Long Covid drove my wife to suicide. We must give others like her hope | Nick Güthe

After a 13-month battle with Covid that started as a mostly asymptomatic coronaviruses infection, my wife took her own life. She was taken from one of the healthiest, most vibrant people I have ever known by Long Covid.

She decided to end her pain one day after I came home. I tried to revive her as our son waited for the paramedics. She was brain dead on arrival at the hospital, despite the fact that I did a good job restarting her heart. The doctor thought she died from depression. He looked at me and asked, "What's long Covid?" when I told him that she wasn't depressed.

I got a desperate message from a man who said his wife could be the next Heidi. She was threatening to end her life. She told their daughter her plan. I immediately called him. The neurological tremors and internal chest cavity vibrations that caused them to lose the ability to sleep were a problem for the couple.

Like prisoners of war kept awake for days as a method of torture, their minds lost the ability to make sound cognitive decisions. I was aware of the man's fear. His call was not an outlier. Since my wife's obituary went viral, I have answered requests like his every single day.

My wife was a screenwriter with a history of social advocacy. She was a talented, beautiful and dedicated mother and we referred to her as "sunshine in a dress". She defeated alcoholism but found an adversary in long Covid that was far more harmful. We were terrified that she would die from a stroke or a heart attack three weeks before she died. She said that she was ahead of scientists in understanding that the brain and heart are also affected by this virus.

The gastrointestinal issues, exhaustion, brain fog, extreme body aches, and many other ailments were all suffered byHeidi. She asked me if something happened to her and I said I would tell the world what long Covid was. I never imagined that I would have to act on it three weeks later, when she decided death was better than another minute in her own personal hell.

Long Covid doesn't come for you all at once; instead, with methodical precision, it slowly robs you.

Watching Covid take her apart was the most terrifying thing I have ever witnessed. My wife was an avid 90-minute-a-day walker, ate only organic (and mostly vegan) food, and hadn't had an alcoholic drink in three and half years. She could barely walk after six weeks of pain in her feet and gastrointestinal issues.

Long Covid doesn't come for you all at once; instead, it slowly robs you. She lost her ability to eat. She was an avid reader but the brain fog made it hard for her to retain information. Sex became painful even when urinating and urinating. Long Covid seemed to steal every part of her life.

I connected with the world's largest Covid advocacy group after the obituary of Heidi went public. I was asked if I would be willing to tell a broad scale story. I agreed to recall my promise. As I shared her story, my Facebook and Twitter inboxes filled with messages from Covid sufferers around the world. They were in terrible pain and felt gaslit by their doctors. They described the same noises that tortured her. No one believed them.

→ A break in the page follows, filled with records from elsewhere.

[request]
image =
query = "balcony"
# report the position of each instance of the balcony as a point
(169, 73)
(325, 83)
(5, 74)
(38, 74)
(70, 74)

The canary in the coalmine was my girl.

The global medical community has done little to speed up research into these terrifying symptoms. I think the risk of long Covid-related suicides will increase. Preliminary research shows that at least one in three people who get Covid will develop long Covid symptoms. If only one in 20 of those long Covid patients becomes disabled or seriously debilitated, we could be looking at a disturbing increase in suicides worldwide.

Suicide is not the same as death from natural causes. It is planned and has psychological wounds for a long time. My son, his family and friends will never be the same. I am not trying to alarm people, but we are in a crisis. The global medical community needs to find answers for those who are suffering. They are running out of time and hope.